"Partager les profits plutôt que les salaires". Jean José GARCIA, secrétaire de l'UL CGT de St-Rambert a ainsi donné le ton d'un 1er mai pas comme les autres
"Maintenant, le moment est venu"
C'est en faisant référence au grand leader africain Nelson MANDELA que le secrétaire de la CGT de St-Rambert commença son propos. devant une centaine de militants de tous âges, rassemblés devant la poste. Il citait le mot "Sekunjalo" ("maintenant le moment est venu") par lequel Nelson MANDELA commençait tous ses discours lors des premières élections libres en Afrique du Sud.
En effet, dit-il, 120 ans après la décision de faire du 1er mai la journée de solidarité ouvrière internationale, l'appel lancé par toutes les organisations syndicales françaises prend une dimension lourde de colère et d'indignation, car rares sont dans l'histoire sociale les mobilisations où une telle convergence et une telle unanimité se font jour entre salariés, privés d'emploi, retraités et jeunesse.
Partager les profits plutôt que les salaires !
Les patronats français et européen ont une drôle de conception de la solidarité: Pour eux, il faudrait partager nos salaires ? Pourquoi ce ne serait pas plutôt aux profits d'êtres partagés ?
Le patronat souhaite même profiter de la crise pour bloquer, voire abaisser les salaires ou remettre en cause les systèmes de protection sociale, les services publics...
Des licenciements chez nous aussi...
Le responsable nord drômois de la CGT rappelait les dégâts occasionnés sur l'emploi dans notre secteur: Chez Rousset, 9 licenciements, à la poterie d'Anneyron 9 licenciements, UGIGRIP Epinouze 9 licenciements, Lafuma 9 licenciements, base d'Albon 12 licenciements.
120 milliards d'euros à récupérer...
Le travail et le social doivent prendre le pas sur la finance, avec des mesures économiques qui favorisent le progrès social et le développement.
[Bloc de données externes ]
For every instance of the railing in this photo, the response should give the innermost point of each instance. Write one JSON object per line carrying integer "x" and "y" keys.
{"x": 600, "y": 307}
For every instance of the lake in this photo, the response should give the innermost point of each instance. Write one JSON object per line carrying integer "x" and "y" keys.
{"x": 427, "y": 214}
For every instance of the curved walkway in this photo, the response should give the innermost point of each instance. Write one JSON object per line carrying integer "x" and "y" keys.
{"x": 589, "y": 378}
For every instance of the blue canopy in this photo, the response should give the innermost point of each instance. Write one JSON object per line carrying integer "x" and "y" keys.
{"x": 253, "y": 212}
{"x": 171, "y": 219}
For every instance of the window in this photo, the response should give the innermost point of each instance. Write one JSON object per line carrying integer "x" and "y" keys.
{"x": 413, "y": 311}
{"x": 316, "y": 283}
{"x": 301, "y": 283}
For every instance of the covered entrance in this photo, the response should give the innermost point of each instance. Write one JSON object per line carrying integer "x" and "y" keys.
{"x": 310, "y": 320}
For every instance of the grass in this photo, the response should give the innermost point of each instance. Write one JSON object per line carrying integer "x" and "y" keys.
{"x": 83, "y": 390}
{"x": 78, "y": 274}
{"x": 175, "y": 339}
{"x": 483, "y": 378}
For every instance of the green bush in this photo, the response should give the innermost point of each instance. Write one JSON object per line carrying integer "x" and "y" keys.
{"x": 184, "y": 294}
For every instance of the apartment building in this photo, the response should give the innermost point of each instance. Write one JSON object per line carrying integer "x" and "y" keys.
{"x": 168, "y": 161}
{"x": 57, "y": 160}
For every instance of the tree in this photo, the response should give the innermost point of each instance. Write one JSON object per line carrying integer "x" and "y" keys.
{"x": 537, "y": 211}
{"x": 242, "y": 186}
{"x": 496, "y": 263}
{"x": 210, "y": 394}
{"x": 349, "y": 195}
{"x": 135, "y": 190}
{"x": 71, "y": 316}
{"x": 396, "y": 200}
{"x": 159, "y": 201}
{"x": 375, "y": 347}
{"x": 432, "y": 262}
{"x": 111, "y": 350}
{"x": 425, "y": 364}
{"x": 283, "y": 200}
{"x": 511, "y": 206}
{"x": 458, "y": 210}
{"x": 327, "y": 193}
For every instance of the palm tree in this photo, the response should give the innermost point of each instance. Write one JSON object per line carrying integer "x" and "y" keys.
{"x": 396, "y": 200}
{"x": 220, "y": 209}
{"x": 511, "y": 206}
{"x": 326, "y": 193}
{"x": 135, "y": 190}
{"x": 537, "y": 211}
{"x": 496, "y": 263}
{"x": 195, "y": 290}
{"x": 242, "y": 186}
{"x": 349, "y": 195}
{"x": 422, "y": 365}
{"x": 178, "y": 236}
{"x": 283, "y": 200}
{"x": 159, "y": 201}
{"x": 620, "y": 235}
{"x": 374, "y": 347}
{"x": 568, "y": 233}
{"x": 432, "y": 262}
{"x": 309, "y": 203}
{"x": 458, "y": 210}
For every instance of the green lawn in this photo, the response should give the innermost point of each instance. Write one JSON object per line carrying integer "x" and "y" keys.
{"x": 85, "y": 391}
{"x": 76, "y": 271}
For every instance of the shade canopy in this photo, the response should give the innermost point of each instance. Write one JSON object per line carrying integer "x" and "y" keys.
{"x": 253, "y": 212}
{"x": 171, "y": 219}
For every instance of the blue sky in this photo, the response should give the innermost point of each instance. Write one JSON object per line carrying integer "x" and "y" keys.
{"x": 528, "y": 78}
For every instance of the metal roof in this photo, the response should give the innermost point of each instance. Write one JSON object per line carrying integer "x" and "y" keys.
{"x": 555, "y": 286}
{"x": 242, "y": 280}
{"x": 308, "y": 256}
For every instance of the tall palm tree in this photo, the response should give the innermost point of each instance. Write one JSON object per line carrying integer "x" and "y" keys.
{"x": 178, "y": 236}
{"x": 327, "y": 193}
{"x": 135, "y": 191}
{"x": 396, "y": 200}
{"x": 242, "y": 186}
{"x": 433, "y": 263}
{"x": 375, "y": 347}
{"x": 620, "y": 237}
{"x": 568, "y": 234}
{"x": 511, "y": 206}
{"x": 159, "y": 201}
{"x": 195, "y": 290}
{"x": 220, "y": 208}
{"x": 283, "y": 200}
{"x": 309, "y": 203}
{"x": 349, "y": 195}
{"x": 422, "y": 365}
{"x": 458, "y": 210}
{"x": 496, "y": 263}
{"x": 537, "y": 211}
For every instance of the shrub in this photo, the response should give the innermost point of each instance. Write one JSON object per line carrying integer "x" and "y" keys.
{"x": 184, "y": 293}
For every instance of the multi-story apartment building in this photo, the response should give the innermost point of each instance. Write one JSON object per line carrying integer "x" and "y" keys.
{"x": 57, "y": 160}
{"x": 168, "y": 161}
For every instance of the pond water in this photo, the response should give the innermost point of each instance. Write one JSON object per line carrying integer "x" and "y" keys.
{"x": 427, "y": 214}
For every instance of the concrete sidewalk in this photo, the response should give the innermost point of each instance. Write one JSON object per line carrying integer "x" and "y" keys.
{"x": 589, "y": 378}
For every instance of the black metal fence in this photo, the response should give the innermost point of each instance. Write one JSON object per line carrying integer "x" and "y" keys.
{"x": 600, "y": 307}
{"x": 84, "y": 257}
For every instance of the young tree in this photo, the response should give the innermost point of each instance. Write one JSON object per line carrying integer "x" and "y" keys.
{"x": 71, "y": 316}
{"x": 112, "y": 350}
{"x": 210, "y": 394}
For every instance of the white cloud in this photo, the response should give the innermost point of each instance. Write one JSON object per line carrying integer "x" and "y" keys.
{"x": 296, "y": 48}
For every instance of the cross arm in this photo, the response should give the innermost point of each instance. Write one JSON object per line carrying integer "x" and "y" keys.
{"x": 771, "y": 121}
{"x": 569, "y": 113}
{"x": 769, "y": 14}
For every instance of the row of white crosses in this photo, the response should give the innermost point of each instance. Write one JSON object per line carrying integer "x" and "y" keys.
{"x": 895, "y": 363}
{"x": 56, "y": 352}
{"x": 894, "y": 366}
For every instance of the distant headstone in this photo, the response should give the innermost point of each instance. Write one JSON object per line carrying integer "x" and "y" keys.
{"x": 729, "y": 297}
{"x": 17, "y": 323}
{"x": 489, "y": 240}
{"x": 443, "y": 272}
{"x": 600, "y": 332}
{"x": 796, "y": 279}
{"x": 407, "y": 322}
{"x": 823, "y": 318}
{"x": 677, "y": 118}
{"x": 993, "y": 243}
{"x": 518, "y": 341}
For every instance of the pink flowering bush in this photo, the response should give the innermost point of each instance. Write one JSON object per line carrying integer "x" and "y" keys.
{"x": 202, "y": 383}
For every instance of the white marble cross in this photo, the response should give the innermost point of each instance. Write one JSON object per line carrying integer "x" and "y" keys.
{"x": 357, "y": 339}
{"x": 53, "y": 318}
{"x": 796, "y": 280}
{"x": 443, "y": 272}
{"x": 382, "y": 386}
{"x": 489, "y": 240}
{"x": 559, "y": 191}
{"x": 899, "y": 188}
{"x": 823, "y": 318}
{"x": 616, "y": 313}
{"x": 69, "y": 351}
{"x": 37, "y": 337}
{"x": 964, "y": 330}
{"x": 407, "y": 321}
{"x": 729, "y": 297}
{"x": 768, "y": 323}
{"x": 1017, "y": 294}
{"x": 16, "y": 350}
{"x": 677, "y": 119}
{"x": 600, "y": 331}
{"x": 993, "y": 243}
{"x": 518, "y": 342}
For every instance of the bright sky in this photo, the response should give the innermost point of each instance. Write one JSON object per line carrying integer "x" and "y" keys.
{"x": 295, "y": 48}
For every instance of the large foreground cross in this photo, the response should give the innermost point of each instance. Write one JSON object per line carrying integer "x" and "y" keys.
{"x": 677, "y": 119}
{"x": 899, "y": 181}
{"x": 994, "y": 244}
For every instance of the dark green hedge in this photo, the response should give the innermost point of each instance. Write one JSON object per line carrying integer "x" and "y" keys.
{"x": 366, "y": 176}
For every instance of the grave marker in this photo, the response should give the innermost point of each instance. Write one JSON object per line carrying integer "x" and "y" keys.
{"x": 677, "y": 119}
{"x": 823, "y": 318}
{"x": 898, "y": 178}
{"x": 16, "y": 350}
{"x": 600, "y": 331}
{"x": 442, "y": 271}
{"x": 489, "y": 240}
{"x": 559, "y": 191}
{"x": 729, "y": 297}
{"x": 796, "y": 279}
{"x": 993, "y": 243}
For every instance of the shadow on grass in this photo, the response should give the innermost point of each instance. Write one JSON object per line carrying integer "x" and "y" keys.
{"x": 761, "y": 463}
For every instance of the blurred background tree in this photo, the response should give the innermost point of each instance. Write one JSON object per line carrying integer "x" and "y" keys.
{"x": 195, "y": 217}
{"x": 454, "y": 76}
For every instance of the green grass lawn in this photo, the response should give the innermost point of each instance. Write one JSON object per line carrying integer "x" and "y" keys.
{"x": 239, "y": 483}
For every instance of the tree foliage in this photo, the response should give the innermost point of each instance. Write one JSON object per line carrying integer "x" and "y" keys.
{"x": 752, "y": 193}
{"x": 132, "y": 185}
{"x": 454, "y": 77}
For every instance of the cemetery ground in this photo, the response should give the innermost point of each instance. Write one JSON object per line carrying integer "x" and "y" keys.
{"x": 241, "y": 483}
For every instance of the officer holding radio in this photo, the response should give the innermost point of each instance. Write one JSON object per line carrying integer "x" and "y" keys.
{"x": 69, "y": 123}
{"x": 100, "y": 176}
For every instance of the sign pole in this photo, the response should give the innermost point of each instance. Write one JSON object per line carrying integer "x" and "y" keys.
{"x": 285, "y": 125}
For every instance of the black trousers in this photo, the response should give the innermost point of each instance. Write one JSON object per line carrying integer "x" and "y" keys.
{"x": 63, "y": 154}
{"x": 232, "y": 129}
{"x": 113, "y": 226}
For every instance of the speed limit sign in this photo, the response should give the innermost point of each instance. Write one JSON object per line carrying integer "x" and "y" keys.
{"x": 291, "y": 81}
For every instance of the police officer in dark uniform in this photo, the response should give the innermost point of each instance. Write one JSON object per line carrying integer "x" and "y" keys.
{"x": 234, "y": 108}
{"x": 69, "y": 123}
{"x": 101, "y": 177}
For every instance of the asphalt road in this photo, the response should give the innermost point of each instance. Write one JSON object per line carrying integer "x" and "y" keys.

On pourrait dégager 120 milliards d'euros en changeant les orientations des fiances publiques et en supprimant les cadeaux fiscaux et niches fiscales et les exonérations de cotisations.
En conclusion de cette intervention très offensive, JJ GARCIA appelait à poursuivre les luttes revendicatives, dans l'unité la plus large. Exprimer "notre désir de paix, de désarmement et rejeter toutes formes d'exclusion, de racisme et d'intolérance" est aussi souligna-t-il "synonyme de solidarité avec tous les peuples bâillonnés ou les militants syndicalistes emprisonnés qui se battent pour la liberté et les avancées sociales."
Pour la 1ère fois depuis de nombreuses années, les participants formaient un cortège et se rendaient à la salle Jules Védrines pour le verre de l'amitié.